His first backstroke World Record came
in 1991 at the Edmonton Pan Pacific Championships. He and the world had watched
David Berkoff set the World Record in 1988 at the Seoul Olympics swimming the
100m backstroke. Berkoff would go 33 meters dolphin kick underwater on his back
at the start of the race and come up ahead of his opponents just before the
first turn. This "Berkoff Blastoff" was much faster underwater than it
was to swim on top of the water. After FINA changed the rules limiting the
underwater kick to ten meters, Berkoff's world record time of 54.51 appeared
unbeatable. Rouse proved otherwise when he became the first person under 54
seconds for the 100m backstroke.
Jeff Rouse loved swimming. In his 1992
Olympic debut, he was out touched by Canadian and Hall of Famer Mark Tewksbury
in the 100m back. Jeff declared that loss his catalyst to return in 1996 to win.
He did. But in Barcelona, two days after winning the silver to Tewksbury, he won
the gold in the 4x100m medley relay with teammates Nelson Diebel, Pablo Morales
and Jon Olsen. Jeff helped set two World Records in that race, a relay record of
3:36.93 which stood for four years until his 1996 Atlanta gold medal Olympic
team of Jeremy Linn, Mark Henderson and Gary Hall, Jr. broke it with a 3:34.8
and the 100m backstroke World Record of 53.86 as the lead-off swimmer in the
relay. Both records stand today - 8-1/2 years later.
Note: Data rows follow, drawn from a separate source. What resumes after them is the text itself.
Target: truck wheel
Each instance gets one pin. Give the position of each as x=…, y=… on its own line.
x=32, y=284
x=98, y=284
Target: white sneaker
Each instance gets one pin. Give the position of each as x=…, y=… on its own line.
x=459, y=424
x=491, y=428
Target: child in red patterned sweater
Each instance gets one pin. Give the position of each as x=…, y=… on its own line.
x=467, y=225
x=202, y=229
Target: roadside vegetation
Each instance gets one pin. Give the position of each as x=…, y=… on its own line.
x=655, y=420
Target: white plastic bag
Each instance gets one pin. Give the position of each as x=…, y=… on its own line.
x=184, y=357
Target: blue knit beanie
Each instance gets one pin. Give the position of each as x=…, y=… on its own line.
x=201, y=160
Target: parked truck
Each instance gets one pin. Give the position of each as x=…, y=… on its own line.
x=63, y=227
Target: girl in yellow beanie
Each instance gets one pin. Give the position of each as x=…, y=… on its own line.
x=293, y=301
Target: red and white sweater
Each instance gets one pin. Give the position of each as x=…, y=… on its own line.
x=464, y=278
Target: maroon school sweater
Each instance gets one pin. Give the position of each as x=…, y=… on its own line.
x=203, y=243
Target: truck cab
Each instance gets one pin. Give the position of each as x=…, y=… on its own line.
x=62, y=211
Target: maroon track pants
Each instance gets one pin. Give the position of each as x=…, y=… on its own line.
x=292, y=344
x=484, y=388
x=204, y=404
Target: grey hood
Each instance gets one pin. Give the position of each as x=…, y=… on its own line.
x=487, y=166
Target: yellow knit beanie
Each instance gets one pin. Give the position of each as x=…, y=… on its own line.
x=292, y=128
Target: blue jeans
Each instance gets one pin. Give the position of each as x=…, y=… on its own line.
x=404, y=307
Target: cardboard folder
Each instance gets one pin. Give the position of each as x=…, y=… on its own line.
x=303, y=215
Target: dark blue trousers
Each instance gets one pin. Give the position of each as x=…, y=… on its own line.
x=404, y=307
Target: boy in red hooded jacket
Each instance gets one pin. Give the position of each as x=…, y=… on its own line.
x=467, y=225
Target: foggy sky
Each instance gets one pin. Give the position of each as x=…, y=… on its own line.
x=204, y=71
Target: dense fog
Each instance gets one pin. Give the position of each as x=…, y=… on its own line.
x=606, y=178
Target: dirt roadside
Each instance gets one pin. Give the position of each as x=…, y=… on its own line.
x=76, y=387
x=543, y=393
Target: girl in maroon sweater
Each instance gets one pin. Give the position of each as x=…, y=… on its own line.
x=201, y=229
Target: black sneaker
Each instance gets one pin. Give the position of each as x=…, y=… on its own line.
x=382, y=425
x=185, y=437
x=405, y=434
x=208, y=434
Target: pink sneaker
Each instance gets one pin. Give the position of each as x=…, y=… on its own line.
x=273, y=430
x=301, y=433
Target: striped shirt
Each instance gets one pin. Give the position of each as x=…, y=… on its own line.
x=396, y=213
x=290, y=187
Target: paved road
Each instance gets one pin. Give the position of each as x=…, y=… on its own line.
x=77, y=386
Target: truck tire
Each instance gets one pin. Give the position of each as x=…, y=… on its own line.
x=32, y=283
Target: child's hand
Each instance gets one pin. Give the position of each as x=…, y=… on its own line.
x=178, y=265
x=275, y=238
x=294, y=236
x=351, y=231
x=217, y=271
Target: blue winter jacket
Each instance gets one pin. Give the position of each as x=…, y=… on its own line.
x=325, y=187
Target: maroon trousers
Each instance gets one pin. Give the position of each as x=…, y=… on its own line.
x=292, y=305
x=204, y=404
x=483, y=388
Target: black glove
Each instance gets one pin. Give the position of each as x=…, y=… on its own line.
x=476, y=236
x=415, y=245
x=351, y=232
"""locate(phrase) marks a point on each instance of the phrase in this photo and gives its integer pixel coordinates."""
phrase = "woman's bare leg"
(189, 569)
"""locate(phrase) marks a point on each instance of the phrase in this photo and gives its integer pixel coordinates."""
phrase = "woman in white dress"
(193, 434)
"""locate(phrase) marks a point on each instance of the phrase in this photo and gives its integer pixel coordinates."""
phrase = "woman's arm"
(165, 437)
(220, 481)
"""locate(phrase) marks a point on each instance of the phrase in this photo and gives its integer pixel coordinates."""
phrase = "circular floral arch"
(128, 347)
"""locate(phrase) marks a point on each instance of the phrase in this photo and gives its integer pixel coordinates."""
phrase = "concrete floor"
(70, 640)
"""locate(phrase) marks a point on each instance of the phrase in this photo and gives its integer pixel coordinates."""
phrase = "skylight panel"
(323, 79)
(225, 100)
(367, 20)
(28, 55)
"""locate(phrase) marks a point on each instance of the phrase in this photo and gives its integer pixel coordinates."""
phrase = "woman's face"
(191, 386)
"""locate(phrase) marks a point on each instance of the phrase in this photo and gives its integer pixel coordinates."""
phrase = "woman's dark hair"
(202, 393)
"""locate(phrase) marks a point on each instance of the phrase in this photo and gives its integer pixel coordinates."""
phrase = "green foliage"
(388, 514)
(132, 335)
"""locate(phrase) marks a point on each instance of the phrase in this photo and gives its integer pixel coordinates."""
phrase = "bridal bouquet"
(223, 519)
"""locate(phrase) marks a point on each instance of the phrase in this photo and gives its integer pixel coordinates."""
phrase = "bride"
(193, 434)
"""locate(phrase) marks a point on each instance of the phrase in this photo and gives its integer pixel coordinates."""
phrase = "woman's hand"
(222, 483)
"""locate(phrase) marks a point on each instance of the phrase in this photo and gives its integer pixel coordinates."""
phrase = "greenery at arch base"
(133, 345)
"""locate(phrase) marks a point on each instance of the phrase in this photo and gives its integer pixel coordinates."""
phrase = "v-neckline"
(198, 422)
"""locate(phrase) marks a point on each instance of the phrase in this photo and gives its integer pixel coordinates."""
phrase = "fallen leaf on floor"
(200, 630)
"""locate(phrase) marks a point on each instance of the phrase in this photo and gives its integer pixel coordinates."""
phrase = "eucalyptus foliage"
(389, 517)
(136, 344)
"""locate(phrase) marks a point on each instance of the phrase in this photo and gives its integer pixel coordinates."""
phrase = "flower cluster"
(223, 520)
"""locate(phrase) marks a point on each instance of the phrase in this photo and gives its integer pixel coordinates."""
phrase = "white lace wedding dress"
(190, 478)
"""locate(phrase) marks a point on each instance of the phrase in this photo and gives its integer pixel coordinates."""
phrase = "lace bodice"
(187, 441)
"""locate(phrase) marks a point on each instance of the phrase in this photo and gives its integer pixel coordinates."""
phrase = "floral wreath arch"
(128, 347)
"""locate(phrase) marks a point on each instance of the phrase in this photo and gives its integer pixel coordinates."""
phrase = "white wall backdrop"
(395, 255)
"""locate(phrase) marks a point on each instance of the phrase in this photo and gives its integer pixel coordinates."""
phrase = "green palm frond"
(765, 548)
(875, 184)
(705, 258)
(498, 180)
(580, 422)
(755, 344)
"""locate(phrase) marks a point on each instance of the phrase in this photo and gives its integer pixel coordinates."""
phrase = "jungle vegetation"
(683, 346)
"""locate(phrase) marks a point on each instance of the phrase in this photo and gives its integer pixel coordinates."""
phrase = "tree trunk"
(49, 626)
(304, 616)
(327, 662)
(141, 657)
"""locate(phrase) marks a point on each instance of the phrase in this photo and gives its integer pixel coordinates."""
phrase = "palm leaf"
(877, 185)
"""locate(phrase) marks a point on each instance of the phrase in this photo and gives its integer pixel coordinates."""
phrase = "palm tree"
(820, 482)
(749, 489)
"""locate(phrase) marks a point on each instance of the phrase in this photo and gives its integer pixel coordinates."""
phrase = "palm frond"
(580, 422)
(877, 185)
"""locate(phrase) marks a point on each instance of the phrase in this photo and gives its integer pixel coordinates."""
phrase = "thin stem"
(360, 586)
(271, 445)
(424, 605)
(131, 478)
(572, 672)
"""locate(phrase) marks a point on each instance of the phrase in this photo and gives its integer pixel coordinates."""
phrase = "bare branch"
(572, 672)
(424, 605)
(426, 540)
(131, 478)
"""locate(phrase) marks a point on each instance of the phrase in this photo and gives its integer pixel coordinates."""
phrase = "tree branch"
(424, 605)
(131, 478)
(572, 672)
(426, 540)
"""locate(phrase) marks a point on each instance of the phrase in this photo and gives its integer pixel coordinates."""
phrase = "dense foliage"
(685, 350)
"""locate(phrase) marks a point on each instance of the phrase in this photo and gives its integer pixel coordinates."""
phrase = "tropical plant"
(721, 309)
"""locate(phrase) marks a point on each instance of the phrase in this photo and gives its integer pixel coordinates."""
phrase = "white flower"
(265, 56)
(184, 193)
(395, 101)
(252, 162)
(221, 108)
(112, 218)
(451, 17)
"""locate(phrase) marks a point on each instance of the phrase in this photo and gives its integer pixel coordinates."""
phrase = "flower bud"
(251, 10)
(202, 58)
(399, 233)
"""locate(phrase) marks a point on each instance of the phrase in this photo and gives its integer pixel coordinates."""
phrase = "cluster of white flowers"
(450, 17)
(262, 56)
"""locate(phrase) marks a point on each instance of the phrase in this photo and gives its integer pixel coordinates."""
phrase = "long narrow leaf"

Rouse was captain of the USA 1996 Olympic team as well as his Stanford University team. Says Coach Skip Kenny, "Jeff leads by his work ethics and performance. He's not a cheerleader, he does most of his talking one-on-one." He is big on ethics, family and doing the right thing. He spearheaded a drive to put athlete's integrity together by instituting random drug testing of all athletes. He talks to school groups and encourages young students to always try their hardest. He makes public appearances and works to promote the sport. He has appeared in a Sports Illustrated calendar and in numerous magazines.